It’s the night before another hospital appointment and most likely a five day stay to begin the next round of chemo. As I had mentioned in my last post, I’ve had a great few days. A great week, in fact. My energy, and spirit, has been high and I’ve genuinely just felt happy. I’ve done a good job at putting tomorrow “off” in my mind and just enjoying the time away from the hospital and off the chemo. But as tomorrow nears closer, I know I can’t put it off any longer and I’ll be in that hospital room before I know it. I’m anxious for multiple reasons…I have another bone marrow biopsy tomorrow, one that was not planned. So I’m nervous about the physicality of the procedure as I know how uncomfortable it is. I’m also anxious about the results of the biopsy as my doctor is doing it to double check that nothing has come back due to a something he saw in my labs last week. He’s “almost confident” it’s nothing but obviously wants to be sure. And “almost confident” makes me nervous. Really nervous. I’m anxious about how I’ll respond to the next round of chemo as with each new type of treatment I get there’s always the possibility that there could be complications. I’m anxious about simply being in the hospital for five days— the bed’s not comfortable, I can’t stand the food and the little beeps and noises all night drive me crazy. So basically, I’m just anxious for it to be one week from tonight.

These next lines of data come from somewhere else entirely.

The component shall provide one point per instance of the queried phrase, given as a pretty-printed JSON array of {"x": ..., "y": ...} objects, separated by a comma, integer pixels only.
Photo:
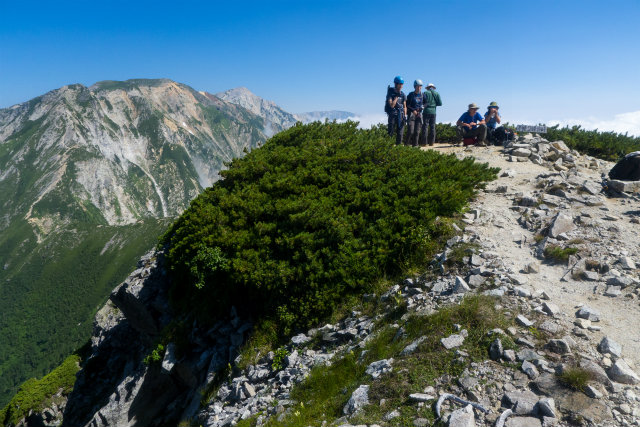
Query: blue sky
[{"x": 543, "y": 61}]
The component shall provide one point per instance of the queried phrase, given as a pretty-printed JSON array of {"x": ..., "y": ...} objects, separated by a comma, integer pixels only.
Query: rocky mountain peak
[{"x": 276, "y": 119}]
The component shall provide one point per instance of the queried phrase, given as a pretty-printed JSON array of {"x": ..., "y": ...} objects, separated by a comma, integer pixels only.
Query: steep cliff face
[
  {"x": 89, "y": 178},
  {"x": 116, "y": 152},
  {"x": 275, "y": 118},
  {"x": 119, "y": 385}
]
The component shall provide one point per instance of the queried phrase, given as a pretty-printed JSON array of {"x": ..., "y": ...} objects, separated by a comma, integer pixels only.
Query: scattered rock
[
  {"x": 452, "y": 341},
  {"x": 523, "y": 321},
  {"x": 379, "y": 367},
  {"x": 463, "y": 417},
  {"x": 558, "y": 346},
  {"x": 460, "y": 286},
  {"x": 609, "y": 346},
  {"x": 495, "y": 350},
  {"x": 530, "y": 369},
  {"x": 588, "y": 313},
  {"x": 550, "y": 309},
  {"x": 622, "y": 373},
  {"x": 359, "y": 398},
  {"x": 561, "y": 224}
]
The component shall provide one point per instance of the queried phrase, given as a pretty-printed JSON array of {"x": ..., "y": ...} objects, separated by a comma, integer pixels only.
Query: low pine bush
[
  {"x": 36, "y": 394},
  {"x": 320, "y": 212}
]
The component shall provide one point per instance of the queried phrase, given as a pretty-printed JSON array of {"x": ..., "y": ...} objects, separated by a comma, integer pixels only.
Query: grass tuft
[
  {"x": 576, "y": 378},
  {"x": 559, "y": 254}
]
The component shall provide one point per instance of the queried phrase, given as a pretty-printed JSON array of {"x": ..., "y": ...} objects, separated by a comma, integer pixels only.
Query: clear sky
[{"x": 571, "y": 61}]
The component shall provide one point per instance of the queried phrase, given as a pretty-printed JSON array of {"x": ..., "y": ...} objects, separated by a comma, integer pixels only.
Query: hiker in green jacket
[{"x": 431, "y": 101}]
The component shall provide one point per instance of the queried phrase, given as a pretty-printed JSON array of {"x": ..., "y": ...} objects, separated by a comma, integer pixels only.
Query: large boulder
[{"x": 627, "y": 169}]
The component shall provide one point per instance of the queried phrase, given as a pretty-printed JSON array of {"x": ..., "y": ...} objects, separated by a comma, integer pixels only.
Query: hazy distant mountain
[
  {"x": 275, "y": 118},
  {"x": 323, "y": 115},
  {"x": 87, "y": 176}
]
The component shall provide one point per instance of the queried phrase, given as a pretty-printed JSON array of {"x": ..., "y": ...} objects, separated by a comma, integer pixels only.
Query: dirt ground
[{"x": 500, "y": 232}]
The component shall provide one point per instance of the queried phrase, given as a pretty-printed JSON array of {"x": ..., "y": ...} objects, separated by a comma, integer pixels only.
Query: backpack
[
  {"x": 387, "y": 107},
  {"x": 501, "y": 136},
  {"x": 627, "y": 169}
]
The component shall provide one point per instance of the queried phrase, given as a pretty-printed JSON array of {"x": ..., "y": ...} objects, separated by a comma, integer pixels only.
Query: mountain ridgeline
[{"x": 89, "y": 178}]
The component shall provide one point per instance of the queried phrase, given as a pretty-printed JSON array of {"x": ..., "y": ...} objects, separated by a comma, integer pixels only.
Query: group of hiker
[{"x": 418, "y": 111}]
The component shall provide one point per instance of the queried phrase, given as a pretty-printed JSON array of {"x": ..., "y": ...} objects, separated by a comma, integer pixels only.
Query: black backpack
[
  {"x": 387, "y": 107},
  {"x": 627, "y": 169}
]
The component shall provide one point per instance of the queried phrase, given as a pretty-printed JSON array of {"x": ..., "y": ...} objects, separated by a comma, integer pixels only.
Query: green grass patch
[
  {"x": 558, "y": 253},
  {"x": 576, "y": 378},
  {"x": 323, "y": 394},
  {"x": 36, "y": 394}
]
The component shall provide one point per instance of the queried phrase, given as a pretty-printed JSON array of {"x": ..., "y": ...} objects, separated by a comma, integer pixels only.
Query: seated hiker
[
  {"x": 492, "y": 119},
  {"x": 471, "y": 124},
  {"x": 414, "y": 110},
  {"x": 396, "y": 108},
  {"x": 496, "y": 133},
  {"x": 627, "y": 169}
]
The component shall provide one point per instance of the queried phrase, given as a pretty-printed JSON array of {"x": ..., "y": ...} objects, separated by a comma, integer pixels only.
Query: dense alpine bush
[
  {"x": 319, "y": 212},
  {"x": 605, "y": 145}
]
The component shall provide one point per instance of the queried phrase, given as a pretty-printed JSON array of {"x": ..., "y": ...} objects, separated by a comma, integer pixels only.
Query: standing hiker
[
  {"x": 396, "y": 108},
  {"x": 431, "y": 101},
  {"x": 414, "y": 108},
  {"x": 493, "y": 119}
]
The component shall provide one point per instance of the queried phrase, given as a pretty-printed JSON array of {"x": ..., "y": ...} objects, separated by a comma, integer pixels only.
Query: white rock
[
  {"x": 359, "y": 398},
  {"x": 462, "y": 417},
  {"x": 523, "y": 321},
  {"x": 452, "y": 341},
  {"x": 460, "y": 286},
  {"x": 588, "y": 313},
  {"x": 561, "y": 224},
  {"x": 622, "y": 373}
]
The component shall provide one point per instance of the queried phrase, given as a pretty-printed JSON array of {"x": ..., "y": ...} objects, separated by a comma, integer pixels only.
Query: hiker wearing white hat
[
  {"x": 431, "y": 101},
  {"x": 471, "y": 124},
  {"x": 414, "y": 110}
]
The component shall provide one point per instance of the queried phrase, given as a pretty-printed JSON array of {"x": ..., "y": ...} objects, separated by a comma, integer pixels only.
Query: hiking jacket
[
  {"x": 414, "y": 102},
  {"x": 431, "y": 101}
]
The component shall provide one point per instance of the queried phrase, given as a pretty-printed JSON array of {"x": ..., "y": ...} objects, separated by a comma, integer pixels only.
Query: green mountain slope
[{"x": 89, "y": 178}]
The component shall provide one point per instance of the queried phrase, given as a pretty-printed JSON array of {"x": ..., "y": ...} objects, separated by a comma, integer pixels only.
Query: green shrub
[
  {"x": 156, "y": 355},
  {"x": 320, "y": 212},
  {"x": 35, "y": 394}
]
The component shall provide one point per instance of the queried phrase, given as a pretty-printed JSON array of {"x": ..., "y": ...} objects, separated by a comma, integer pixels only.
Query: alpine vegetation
[{"x": 320, "y": 212}]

Last week when I thought I was going in for the five days I wasn’t nearly as bummed out as I feel right now. Since I hadn’t felt “good” in over a month, it made me have a little bit of a “who cares” attitude. But tonight I feel much different than that, I’m bumming hard over having to go back tomorrow. I feel this way because I know that starting back up with the chemo means that my body will be knocked down again. While I logically know that this is what my body needs and that it just means one step closer to being cancer free, emotionally it’s been so freeing and exhilarating to feel like myself this past week. And I just really, really don’t want that feeling to be taken away from me. I don’t want to feel sick, or nauseous, or tired, or have another month-long headache. I think since I felt a sense of normalcy the past week, it makes it that much harder to say “bye” to it tomorrow. Correction: it’s not goodbye but just “see ya later” for a little bit. One day all these crappy days are going to add up to one healthy, happy life. And that makes it all worth it.
For now, I’m enjoying a bowl of ice cream (addicted), watching The Voice and enjoying my last night at home for a few nights. Thinking some good thoughts for some good outcomes tomorrow.